Você acabou de comprar um dos mais novos lançamentos da editora Draco, “Samurais x Ninjas”. Leu as orelhas, viu o sumário, folheou as páginas, deparou-se com o conto chamado “Inexpressivo”, leu o primeiro, o segundo, o terceiro parágrafo; agora, lê o conto.
Desço, com seu corpo em meus braços, de volta ao estéril corredor de hotel de elite. Todas as paredes são revestidas com um límpido e entediante branco, sem uma irregularidade sequer. Alguns podem achá-lo elegante em sua simplicidade. Não eu. Prefiro algo mais decorado, mais característico, com personalidade. Aqui vejo apenas a entediante tendência mais recente em estética. Consigo vê-la em suas roupas, seu cabelo e sua expressão. Tudo em branco. Não demonstro meu desagrado. Meu rosto, como esse corredor, é completamente inexpressivo, mesmo cara a cara com a morte.
Não lembro como surgiu a ideia — a decisão — de narrar a história desse jeito: do ponto de vista do assassino que explica todo o acontecido ao cadáver de sua vítima, narrando e monologando sua história enquanto carrega seu corpo a um ponto de encontro específico.

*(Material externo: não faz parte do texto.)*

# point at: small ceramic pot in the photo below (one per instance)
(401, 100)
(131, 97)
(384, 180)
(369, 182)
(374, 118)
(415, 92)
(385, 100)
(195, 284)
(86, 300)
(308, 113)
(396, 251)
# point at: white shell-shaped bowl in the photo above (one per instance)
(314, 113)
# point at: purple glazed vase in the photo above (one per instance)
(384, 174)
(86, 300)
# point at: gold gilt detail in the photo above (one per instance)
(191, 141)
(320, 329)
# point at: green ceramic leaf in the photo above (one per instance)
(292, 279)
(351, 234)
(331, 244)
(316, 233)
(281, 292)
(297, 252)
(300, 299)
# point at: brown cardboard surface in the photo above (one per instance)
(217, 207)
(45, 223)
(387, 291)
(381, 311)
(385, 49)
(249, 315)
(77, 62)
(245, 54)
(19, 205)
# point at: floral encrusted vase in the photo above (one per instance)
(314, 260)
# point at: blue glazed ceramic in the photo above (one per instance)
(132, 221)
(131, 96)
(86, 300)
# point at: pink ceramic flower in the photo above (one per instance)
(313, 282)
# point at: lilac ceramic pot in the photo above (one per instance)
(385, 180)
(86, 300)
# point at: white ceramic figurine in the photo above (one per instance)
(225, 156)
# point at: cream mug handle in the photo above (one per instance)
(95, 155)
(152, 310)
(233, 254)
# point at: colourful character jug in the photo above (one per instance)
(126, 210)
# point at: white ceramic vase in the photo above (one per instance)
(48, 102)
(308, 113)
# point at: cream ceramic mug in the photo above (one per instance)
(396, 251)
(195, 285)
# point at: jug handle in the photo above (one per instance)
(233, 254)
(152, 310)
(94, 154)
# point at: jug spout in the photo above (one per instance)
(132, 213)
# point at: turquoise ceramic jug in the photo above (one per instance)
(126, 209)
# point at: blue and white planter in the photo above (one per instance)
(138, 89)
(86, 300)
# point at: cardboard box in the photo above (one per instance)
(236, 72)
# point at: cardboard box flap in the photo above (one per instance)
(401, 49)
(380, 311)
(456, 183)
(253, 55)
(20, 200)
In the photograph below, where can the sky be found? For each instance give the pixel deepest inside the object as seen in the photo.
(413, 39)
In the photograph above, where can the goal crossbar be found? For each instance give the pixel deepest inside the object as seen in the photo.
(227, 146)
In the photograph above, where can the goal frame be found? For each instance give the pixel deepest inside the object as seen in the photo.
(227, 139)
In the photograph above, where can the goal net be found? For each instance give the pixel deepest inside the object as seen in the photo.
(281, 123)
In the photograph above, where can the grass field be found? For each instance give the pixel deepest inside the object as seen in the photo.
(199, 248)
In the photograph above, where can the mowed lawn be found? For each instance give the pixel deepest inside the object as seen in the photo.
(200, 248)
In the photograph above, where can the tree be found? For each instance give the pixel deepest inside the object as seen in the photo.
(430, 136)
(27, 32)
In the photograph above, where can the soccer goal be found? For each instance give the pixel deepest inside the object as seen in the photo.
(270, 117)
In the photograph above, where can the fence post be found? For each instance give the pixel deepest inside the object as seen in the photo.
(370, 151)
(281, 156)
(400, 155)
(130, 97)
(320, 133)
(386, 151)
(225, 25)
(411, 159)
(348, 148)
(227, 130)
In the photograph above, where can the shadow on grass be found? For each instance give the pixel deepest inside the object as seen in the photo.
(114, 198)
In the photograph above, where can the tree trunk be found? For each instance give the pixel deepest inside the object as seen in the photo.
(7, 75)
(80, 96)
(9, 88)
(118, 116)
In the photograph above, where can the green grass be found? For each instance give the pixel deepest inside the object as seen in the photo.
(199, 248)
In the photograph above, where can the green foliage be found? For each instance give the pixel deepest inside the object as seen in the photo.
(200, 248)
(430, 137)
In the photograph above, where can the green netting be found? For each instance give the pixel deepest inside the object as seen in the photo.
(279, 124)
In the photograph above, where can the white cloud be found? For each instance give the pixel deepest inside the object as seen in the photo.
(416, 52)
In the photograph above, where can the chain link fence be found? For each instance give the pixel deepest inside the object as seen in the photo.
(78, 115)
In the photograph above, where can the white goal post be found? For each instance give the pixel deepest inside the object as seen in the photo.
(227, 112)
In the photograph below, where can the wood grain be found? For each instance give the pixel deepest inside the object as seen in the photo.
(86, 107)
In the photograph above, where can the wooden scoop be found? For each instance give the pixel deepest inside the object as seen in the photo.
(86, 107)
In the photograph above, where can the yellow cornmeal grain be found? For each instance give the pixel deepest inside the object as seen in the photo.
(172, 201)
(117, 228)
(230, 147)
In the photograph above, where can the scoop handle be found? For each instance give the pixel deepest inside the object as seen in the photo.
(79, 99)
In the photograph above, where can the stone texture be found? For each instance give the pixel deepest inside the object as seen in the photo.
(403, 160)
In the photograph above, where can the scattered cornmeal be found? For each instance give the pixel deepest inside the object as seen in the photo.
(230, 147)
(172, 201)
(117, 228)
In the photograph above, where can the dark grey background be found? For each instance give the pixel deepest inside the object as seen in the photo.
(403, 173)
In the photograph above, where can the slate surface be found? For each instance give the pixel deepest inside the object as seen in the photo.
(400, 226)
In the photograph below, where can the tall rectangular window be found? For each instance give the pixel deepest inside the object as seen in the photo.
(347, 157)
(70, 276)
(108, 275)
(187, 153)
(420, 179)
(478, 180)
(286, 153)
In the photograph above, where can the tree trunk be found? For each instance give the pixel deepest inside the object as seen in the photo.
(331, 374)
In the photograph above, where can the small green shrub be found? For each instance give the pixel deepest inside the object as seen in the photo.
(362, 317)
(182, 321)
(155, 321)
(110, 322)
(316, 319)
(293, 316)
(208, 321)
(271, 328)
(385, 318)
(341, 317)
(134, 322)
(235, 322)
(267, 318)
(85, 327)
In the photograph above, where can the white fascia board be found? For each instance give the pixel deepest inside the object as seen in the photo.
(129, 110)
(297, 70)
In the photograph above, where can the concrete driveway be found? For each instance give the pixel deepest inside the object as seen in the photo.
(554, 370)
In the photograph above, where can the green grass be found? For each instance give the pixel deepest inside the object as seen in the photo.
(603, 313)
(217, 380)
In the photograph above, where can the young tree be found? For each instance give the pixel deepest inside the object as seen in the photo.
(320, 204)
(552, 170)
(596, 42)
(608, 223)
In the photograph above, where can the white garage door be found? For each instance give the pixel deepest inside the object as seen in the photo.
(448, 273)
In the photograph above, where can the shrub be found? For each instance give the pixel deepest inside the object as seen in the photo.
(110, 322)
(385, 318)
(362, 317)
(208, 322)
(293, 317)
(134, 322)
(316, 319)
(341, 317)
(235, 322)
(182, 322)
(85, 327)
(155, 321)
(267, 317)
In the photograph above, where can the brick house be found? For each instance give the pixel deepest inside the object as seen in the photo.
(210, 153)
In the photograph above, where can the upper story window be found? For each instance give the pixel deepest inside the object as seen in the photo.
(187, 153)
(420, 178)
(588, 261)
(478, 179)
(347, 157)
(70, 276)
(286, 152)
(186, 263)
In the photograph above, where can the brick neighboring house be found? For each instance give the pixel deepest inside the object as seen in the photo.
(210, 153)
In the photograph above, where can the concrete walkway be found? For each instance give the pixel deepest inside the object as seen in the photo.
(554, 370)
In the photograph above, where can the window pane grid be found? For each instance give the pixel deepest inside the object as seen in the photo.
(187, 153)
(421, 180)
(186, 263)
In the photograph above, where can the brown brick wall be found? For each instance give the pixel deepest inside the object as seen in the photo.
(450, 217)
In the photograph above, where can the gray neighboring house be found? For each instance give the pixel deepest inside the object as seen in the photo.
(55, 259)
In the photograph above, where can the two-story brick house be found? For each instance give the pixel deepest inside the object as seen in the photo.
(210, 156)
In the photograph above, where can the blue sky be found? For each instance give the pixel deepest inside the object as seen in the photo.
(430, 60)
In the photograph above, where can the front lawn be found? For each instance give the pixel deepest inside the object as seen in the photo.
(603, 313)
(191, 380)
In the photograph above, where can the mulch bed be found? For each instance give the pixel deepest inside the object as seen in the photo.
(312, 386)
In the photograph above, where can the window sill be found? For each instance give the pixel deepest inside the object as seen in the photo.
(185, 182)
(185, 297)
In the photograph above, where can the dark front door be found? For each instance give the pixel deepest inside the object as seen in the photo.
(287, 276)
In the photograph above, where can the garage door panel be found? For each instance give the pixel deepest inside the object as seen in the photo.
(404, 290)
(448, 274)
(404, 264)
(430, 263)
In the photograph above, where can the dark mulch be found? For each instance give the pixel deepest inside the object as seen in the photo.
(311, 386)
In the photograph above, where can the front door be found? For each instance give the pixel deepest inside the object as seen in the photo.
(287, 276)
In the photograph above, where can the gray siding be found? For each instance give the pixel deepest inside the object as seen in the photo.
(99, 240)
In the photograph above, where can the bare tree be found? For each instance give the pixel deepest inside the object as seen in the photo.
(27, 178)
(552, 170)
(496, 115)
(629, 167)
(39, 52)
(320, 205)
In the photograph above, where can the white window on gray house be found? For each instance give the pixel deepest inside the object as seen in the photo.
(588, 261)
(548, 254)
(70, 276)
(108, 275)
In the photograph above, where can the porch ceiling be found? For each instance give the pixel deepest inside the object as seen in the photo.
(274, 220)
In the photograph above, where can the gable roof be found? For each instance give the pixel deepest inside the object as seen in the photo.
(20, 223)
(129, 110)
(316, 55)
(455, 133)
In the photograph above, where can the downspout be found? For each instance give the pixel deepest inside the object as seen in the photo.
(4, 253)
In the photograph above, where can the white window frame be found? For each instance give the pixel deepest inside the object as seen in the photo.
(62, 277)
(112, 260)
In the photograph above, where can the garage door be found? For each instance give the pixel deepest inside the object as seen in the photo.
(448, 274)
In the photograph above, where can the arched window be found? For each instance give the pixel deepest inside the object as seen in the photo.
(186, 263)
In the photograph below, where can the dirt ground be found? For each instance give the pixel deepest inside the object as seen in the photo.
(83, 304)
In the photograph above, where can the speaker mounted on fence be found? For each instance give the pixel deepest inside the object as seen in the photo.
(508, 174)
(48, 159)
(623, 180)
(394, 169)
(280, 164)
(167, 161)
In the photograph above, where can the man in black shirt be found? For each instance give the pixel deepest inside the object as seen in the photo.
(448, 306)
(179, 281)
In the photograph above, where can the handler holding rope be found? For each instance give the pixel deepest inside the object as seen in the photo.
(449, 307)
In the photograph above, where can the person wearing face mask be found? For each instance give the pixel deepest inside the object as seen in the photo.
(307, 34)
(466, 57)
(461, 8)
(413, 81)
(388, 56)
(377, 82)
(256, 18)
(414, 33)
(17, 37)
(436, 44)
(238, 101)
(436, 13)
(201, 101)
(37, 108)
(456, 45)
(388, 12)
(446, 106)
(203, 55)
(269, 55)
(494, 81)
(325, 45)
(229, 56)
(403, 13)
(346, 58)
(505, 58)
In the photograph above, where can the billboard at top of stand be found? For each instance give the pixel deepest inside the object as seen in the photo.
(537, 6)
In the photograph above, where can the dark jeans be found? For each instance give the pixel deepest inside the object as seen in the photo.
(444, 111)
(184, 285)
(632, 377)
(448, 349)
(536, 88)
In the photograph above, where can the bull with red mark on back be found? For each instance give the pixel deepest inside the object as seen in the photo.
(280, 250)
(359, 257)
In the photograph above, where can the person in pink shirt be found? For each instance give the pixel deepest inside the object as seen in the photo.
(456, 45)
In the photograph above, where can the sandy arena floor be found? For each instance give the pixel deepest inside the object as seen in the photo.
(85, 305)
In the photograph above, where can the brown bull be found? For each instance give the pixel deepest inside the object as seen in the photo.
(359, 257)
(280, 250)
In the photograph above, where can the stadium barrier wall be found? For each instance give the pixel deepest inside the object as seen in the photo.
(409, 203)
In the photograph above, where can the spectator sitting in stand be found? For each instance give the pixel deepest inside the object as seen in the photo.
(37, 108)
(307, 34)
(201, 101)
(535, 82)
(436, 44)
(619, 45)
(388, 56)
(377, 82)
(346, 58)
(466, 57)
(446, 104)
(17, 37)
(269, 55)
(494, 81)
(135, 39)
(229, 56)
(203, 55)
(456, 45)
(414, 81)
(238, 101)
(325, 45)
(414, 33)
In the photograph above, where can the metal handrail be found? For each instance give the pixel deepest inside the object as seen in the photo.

Na verdade, é difícil de me lembrar como essa história surgiu, para começo de conversa. Comecemos com uma ideia — ou melhor, a ausência de uma. Não sabia muito bem o que pretendia fazer em relação ao tema da antologia, quando vi a chamada. Queria arriscar alguma coisa que, pensei, talvez não fosse feita por outra pessoa. O problema era descobrir exatamente o quê.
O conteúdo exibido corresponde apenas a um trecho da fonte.